Près de 1 700 mètres de dénivelé positif, à vélo puis à ski. C’est le défi givré que se sont donné 18 Haut-Alpins le samedi 1er mars. Givré, principalement au vu de la température sur le petit parking du Pont Neuf à Saint-Sauveur à 8 heures. « Le fond de l’air est frais », frissonne Agnès Andueza. Cette membre de la commission environnement du comité départemental de la fédération française des clubs alpins et de montagne (FFCAM) est à l’origine du rassemblement. Le principe est simple, à partir du point de rendez-vous, les participants rejoignent à vélo La Chalp, à Crévoux. De là, ils chaussent les peaux de phoque et grimpent jusqu’au pic de la Ratelle.
« La montagne plus lentement, sans la consommer »
Agnès Andueza, membre aussi de l’association Mountain Wilderness, s’est inspirée d’une activité organisée par l’antenne grenobloise de cette dernière. « Il s’agit d’envisager la montagne plus lentement, sans la consommer. »
Avec une employée et le président du comité départemental de la fédération, elle a organisé cette sortie qui vise autant à passer un bon moment qu’à sensibiliser. « Quand je fais du skating à Ceillac, ça sent le pot d’échappement. C’est horrible, dans les stations ça pue ! » Cette habitante de Baratier, juste à côté de Saint-Sauveur, reconnaît tout de même que l’activité du jour peut revêtir « un aspect un peu élitiste. »
Car si sur le parking, une dizaine de personnes arrivent à vélo, déjà équipées de pied en cap, les autres garent leur voiture avant d’en sortir leur bicyclette. « C’est tout le paradoxe de cette sortie, souffle Guillaume Ponchon, président du comité départemental de la FFCAM. On souhaite, sans vouloir dire de gros mots, la “décarbonation du sport”. » Le manque de transports en commun qui rendrait possible ce genre de journée sans utilisation d’un véhicule privé est pointé du doigt. « On est à la croisée des chemins, souligne le président, tout n’est pas encore connecté. »
Un départ à trois heures du matin à la frontale
Pas étonnant donc, de croiser parmi les cyclistes Jérémy Magnier, venu à vélo de Gap et membre de l’association Mobil’idées qui œuvre pour le développement des mobilités douces. « Je suis venu au vélo-ski car je trouve un peu embêtant de prendre sa caisse tous les matins et après se plaindre qu’il n’y a plus de neige. » Ce qui lui permet de s’accrocher à cette pratique exigeante en temps et en énergie ? « C’est ce que je ressens, le plaisir incroyable d’arriver en haut de la montagne sans utiliser la voiture. » Le départ à trois heures du matin, à la frontale, participe à cette sensation de fierté.

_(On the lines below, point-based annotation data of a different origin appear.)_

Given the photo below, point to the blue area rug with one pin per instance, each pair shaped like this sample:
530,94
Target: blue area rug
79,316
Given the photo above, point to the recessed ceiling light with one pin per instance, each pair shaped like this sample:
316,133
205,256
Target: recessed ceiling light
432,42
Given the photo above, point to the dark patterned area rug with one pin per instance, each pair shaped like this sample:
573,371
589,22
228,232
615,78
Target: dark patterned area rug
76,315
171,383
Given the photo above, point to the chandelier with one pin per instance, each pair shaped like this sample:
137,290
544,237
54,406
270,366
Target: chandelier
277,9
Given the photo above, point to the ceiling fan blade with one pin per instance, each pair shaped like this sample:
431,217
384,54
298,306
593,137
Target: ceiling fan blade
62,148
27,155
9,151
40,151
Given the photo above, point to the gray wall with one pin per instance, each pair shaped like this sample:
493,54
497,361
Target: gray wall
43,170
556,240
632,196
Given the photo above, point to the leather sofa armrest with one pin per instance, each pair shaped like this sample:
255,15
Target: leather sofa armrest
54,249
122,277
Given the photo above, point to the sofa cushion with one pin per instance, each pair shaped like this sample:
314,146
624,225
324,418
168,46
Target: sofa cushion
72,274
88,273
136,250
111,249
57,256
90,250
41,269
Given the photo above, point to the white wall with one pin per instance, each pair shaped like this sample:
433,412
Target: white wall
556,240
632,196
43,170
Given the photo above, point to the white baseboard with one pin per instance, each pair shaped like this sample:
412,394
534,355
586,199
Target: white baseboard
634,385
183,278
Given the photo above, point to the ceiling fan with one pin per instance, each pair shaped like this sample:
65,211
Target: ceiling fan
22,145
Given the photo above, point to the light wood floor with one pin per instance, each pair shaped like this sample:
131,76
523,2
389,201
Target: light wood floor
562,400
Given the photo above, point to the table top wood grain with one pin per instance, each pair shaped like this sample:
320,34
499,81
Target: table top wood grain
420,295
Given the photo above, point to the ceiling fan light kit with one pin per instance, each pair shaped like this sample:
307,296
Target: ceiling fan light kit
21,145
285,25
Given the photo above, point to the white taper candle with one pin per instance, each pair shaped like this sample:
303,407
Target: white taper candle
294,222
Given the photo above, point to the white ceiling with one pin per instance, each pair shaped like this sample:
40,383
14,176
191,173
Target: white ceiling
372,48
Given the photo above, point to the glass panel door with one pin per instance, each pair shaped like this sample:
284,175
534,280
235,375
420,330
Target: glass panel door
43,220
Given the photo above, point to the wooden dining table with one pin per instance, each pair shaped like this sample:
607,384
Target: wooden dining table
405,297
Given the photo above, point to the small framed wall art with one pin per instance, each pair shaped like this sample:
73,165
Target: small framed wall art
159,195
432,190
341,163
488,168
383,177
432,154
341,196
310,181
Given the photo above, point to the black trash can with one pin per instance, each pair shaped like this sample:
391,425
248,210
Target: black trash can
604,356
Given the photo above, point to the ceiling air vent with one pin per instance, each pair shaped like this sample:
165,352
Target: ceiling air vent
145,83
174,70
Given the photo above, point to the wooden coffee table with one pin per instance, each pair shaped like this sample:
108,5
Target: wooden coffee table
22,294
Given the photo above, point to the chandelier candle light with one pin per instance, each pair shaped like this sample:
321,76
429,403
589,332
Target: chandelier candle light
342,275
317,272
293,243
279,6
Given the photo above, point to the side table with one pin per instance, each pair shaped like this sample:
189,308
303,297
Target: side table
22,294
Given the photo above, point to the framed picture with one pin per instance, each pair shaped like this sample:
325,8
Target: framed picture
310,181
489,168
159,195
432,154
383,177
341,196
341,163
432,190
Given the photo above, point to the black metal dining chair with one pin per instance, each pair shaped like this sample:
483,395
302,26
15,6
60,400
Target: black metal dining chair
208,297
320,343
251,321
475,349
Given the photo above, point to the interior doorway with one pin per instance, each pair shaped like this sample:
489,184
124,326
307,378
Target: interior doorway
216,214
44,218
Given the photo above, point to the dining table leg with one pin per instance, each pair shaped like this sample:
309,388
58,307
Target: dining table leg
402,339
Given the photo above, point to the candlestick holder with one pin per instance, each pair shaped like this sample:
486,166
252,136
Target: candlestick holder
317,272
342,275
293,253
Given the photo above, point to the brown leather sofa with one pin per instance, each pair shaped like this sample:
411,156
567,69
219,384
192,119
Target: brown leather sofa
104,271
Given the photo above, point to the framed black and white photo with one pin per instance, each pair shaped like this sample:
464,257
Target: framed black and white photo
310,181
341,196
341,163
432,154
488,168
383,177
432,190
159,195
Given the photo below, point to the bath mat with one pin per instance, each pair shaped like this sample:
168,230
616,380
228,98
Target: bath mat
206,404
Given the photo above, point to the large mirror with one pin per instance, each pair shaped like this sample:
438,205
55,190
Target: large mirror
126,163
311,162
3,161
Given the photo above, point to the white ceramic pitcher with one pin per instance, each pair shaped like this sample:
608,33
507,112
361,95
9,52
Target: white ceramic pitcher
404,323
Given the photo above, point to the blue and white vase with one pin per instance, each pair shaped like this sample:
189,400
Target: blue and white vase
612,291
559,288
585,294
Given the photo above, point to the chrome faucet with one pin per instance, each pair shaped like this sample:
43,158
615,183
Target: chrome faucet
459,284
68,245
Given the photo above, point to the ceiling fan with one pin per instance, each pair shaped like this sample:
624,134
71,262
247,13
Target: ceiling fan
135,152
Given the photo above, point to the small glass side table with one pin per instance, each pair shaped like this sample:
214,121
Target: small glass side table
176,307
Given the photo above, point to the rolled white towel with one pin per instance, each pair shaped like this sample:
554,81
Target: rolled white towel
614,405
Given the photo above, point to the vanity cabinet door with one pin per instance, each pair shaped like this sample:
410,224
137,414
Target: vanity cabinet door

Mais tout le monde n’est pas aussi à l’aise. Dans le peloton, qui s’élance avec un peu de retard vers 9 heures, certains découvrent la pratique, comme Romain. « J’avais beaucoup entendu parler de cette autre approche du ski de rando. J’essaie de ne jamais prendre la bagnole tout seul pour le ski, mais j’avais aussi du mal à me lancer sur le vélo en solo. Là, c’est une initiative sympa en groupe, qui m’a permis de sauter le pas. » Un sentiment partagé par une bonne moitié des participants, qui ne se serait pas lancée en solitaire.
« On n’est pas encore capable de se débarrasser de la voiture »
« Ah pour boire une pinte à moins de dix euros à Gap, il n’y a pas 36 solutions, c’est sûr ! » La vitesse mesurée du peloton permet de discuter malgré la pente. Et si un néo-Gapençais en profite pour trouver un nouveau point de chute pour ses soirées, le sujet des mobilités douces revient souvent. « Pour le travail, je monte d’Embrun à Réallon à vélo électrique, livre Lucille. Mais on n’est pas encore capable de se débarrasser de la voiture. » Elle et son compagnon envisagent en revanche de se procurer une sorte de vélo-cargo électrique et protégé des intempéries, pour laisser leur voiture.
Après quelques pauses, le groupe atteint Crévoux, où Elsa Loury, employée de la FFCAM, attend avec un ravitaillement. « Tout le monde s’est attendu, et est arrivé quasiment en même temps, c’est top ! » Une ascension au pic de la Ratelle et une descente sur « une neige assez médiocre comme depuis le début de la saison » plus tard, les 20 participants remontent en selle. Et si l’aller a pris presque deux heures, le retour lui, n’aura duré que 45 minutes. Et heureusement pour Jeremy Magnier, contrairement à ce matin, il y a des trains dans l’après-midi pour retourner à Gap.